Le dilemme du souchet
Ainsi se retrouve-t-on devant un dilemme : d’un côté, un légume racine proposé à la vente dans les jardineries, les foires aux plantes spécialisées en légumes oubliés ou encore les sites de vente en ligne, et de l’autre côté, une adventice contre laquelle il n’existe pas de moyens simples pour en limiter les effets néfastes sur les cultures.
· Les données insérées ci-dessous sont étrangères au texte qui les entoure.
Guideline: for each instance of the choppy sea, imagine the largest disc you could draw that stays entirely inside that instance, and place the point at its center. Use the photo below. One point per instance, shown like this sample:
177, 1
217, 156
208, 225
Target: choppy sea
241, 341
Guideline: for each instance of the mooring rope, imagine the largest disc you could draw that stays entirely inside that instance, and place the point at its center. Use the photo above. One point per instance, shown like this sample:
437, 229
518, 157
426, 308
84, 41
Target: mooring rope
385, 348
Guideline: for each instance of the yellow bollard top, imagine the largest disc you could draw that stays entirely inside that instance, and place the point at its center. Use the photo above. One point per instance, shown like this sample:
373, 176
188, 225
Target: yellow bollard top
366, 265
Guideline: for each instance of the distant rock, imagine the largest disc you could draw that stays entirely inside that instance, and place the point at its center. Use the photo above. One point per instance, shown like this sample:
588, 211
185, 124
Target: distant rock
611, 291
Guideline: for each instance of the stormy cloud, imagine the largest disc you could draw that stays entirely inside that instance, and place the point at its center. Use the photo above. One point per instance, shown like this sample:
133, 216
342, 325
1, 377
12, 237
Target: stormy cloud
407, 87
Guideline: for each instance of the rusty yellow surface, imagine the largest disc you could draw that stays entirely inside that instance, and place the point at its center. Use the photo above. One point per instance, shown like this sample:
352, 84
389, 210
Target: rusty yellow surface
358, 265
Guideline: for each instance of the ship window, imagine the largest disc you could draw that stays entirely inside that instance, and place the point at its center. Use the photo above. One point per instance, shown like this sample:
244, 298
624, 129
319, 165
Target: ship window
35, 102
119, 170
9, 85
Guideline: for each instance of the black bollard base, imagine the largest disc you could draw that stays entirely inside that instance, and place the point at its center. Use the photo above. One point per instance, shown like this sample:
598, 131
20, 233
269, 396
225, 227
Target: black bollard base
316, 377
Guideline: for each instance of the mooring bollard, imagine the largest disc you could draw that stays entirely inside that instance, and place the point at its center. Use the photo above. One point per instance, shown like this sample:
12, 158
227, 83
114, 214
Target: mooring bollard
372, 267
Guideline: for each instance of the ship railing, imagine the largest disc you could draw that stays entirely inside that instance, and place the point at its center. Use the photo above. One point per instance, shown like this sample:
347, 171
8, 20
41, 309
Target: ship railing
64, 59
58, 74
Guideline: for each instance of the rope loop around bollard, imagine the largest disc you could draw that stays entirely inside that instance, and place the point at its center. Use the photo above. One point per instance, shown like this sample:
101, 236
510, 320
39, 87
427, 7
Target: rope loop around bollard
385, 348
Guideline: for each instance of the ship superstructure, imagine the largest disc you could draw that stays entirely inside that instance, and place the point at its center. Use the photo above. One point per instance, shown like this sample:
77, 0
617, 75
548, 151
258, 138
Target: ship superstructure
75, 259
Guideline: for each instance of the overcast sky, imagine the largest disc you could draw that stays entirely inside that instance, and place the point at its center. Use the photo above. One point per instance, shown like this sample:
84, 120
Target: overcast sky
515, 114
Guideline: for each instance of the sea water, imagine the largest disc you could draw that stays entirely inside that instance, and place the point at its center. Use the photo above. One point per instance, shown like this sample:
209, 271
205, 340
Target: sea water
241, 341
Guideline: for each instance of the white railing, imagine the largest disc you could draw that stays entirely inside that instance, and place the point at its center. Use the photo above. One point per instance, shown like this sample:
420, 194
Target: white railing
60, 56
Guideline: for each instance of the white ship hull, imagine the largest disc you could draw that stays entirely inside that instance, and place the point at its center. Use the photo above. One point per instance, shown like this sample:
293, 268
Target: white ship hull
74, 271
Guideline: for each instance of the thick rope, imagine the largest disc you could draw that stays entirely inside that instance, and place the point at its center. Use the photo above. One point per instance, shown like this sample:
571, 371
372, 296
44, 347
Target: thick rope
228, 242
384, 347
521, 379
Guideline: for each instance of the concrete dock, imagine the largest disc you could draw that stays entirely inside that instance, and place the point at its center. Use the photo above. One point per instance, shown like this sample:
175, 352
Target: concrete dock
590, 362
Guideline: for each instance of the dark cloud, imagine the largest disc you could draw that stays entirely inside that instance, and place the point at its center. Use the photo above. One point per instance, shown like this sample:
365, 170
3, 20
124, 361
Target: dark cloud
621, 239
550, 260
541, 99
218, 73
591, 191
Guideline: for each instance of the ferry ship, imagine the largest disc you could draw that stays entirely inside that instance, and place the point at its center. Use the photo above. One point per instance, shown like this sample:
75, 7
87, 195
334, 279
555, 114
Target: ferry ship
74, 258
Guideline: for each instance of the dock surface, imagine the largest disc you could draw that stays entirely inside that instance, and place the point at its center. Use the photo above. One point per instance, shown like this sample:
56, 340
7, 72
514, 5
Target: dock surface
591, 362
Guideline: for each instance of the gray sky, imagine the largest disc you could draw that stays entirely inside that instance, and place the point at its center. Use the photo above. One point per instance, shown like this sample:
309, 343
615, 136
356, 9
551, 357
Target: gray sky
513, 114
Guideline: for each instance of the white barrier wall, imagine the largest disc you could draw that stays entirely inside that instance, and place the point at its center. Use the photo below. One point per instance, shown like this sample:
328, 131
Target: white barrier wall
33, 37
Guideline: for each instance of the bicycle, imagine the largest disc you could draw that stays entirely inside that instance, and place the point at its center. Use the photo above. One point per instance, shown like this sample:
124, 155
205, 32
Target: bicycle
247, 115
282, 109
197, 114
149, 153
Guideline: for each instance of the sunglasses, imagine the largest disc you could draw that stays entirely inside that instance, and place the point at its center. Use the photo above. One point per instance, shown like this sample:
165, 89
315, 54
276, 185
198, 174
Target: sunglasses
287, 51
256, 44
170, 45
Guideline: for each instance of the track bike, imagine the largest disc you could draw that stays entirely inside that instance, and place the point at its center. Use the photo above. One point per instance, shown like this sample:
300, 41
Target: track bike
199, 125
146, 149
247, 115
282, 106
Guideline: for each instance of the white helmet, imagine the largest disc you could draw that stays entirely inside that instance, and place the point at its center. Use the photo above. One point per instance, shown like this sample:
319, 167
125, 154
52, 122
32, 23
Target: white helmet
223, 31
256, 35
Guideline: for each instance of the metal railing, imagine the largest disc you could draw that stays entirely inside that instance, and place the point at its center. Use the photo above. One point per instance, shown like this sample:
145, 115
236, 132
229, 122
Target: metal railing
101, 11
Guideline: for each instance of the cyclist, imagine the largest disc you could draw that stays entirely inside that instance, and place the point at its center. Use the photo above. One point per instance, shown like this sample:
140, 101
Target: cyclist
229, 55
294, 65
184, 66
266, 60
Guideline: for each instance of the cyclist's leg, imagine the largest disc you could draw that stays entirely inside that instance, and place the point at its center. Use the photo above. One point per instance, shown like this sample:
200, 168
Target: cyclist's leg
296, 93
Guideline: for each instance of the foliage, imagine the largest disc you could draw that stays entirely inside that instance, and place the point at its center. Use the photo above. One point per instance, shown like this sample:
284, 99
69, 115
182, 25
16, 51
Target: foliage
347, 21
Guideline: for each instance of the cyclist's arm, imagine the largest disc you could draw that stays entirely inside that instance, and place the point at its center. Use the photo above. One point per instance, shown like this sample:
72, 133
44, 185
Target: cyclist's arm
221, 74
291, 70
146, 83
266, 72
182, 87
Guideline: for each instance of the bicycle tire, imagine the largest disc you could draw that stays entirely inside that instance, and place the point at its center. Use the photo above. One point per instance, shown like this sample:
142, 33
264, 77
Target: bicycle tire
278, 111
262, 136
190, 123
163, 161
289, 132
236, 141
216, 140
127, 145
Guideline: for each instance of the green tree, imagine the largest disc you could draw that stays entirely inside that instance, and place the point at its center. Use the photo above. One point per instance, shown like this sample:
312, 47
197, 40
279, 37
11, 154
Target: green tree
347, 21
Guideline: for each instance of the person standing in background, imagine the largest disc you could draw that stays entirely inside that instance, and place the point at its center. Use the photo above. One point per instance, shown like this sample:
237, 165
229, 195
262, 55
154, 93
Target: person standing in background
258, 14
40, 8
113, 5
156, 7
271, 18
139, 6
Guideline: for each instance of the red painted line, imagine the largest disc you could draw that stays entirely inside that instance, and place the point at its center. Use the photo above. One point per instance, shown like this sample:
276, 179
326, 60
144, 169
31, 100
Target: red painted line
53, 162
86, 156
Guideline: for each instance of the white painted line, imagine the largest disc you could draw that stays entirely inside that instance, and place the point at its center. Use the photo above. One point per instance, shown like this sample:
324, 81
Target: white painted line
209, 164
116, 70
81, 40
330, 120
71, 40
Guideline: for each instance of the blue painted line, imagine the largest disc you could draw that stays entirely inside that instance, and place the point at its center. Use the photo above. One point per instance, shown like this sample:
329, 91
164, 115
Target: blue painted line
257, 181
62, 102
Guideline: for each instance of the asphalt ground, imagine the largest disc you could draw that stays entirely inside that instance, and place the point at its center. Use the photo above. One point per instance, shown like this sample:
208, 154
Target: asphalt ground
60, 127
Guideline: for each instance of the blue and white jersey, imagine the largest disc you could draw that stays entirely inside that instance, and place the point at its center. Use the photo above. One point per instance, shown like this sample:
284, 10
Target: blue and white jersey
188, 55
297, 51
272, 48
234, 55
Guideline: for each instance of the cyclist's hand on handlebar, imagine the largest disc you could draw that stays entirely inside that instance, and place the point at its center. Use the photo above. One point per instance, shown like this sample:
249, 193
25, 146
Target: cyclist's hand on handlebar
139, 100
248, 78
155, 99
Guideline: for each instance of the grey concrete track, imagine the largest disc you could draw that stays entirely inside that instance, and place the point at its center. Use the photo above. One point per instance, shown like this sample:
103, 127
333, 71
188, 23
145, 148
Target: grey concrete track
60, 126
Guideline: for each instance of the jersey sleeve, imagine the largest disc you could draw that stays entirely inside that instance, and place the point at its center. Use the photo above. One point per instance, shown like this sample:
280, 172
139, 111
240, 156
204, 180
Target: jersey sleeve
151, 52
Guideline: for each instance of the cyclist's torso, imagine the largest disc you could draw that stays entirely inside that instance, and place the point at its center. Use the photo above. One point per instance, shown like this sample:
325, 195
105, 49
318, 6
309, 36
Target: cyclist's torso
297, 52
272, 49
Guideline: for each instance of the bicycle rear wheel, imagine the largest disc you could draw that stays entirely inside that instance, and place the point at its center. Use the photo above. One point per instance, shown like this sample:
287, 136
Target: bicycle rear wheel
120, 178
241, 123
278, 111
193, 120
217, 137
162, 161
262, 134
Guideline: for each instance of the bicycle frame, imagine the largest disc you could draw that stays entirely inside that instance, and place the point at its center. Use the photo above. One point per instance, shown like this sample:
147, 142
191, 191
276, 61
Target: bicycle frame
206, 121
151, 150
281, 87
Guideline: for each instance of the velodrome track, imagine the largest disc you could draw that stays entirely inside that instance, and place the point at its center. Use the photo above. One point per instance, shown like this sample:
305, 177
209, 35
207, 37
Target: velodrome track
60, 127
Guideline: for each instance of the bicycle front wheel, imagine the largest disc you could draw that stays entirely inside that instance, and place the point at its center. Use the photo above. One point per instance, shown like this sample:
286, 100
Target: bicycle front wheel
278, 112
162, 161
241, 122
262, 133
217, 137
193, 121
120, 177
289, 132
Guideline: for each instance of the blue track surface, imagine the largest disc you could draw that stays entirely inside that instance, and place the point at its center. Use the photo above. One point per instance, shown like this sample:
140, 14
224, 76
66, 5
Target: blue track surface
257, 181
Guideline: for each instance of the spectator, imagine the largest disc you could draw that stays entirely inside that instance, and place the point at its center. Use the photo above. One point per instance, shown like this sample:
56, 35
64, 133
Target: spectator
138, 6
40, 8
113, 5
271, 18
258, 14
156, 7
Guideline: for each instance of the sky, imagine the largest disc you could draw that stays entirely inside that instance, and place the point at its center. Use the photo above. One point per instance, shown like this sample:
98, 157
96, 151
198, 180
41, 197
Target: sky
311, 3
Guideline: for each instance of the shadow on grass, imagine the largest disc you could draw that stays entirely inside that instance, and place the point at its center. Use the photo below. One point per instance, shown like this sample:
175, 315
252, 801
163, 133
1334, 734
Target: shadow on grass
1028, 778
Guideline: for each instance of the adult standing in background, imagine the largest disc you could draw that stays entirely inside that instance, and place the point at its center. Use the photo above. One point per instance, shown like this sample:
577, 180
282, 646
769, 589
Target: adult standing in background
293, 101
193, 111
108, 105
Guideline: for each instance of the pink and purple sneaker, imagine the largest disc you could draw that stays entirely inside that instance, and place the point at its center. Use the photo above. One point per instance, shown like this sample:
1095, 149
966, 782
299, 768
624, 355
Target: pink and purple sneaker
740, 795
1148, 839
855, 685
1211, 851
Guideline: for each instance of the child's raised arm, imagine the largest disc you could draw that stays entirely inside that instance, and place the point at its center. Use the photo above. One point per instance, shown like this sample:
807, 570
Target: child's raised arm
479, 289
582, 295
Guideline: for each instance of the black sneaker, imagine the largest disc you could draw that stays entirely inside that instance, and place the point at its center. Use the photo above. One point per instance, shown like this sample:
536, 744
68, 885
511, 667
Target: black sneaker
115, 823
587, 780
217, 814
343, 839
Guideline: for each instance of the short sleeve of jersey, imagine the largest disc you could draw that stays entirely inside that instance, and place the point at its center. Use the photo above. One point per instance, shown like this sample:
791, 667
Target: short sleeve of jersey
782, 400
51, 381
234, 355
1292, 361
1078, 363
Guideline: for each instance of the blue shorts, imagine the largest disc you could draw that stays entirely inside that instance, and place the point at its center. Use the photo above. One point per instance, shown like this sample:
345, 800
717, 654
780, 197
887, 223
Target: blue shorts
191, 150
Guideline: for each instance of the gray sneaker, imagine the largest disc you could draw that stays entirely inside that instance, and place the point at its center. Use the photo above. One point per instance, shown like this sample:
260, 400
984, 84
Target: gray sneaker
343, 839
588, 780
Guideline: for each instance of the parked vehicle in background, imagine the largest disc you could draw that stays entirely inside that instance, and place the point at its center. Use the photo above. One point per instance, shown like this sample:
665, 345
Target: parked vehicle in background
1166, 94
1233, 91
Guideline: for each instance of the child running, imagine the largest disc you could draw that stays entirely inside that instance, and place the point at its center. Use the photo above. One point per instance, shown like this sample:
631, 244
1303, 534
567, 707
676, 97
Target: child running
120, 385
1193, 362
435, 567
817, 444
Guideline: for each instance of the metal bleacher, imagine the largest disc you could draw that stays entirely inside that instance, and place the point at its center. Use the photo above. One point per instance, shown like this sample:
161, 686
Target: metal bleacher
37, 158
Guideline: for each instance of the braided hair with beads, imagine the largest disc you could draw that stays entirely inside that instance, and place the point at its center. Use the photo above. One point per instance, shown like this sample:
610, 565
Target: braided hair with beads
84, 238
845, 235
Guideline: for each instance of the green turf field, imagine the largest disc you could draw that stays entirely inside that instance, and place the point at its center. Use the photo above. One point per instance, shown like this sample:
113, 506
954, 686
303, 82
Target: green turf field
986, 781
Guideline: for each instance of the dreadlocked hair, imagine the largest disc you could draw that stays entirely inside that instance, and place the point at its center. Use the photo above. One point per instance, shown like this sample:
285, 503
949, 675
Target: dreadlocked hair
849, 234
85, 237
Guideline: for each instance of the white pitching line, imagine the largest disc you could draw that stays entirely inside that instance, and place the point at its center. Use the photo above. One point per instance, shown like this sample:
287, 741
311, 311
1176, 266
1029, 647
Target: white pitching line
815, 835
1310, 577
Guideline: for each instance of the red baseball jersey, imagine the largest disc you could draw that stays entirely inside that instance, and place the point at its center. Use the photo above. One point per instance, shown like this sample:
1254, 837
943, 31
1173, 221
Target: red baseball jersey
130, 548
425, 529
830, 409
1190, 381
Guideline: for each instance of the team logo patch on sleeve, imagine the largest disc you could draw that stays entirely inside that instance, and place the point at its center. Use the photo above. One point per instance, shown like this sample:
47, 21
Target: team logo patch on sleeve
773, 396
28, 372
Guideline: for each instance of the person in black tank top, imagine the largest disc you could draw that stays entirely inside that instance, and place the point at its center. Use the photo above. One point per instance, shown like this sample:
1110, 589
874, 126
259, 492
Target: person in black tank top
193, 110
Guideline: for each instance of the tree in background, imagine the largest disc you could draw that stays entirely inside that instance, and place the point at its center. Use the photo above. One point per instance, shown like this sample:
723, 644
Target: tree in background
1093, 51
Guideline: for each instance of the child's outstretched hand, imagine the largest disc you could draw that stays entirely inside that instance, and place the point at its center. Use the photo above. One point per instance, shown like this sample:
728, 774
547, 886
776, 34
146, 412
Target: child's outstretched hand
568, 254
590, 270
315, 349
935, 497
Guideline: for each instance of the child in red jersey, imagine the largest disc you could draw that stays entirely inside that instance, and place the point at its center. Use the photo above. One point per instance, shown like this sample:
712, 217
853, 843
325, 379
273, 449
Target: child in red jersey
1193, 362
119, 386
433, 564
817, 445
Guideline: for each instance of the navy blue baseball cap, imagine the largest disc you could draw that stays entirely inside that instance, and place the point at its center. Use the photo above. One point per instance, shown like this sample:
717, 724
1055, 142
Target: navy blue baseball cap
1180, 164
Il faut donc être attentif à ne pas favoriser les risques de dissémination: bien faire attention à la destination des plantes arrachées dont on veut se défaire (aucun dépôt sauvage), au mieux les détruire efficacement mais, au minimum, instaurer un compostage de qualité des déchets, se méfier des eaux de lavage qui peuvent favoriser sa propagation.
François Villeneuve
Membre du Comité de rédaction de Jardins de France
(1*) Plante en C4: plantes dont le premier composé organique formé à partir du CO2 est une molécule en C4 (malate ou aspartate) et non l’acide phosphoglycérique comme dans la photosynthèse traditionnelle dite en C3.
(2*) Chufa: nom espagnol du souchet comestible
(3*) Effets allélopathiques : expression des effets directs ou indirects (à la suite de la dégradation) de substances émises par des plantes sur d’autres.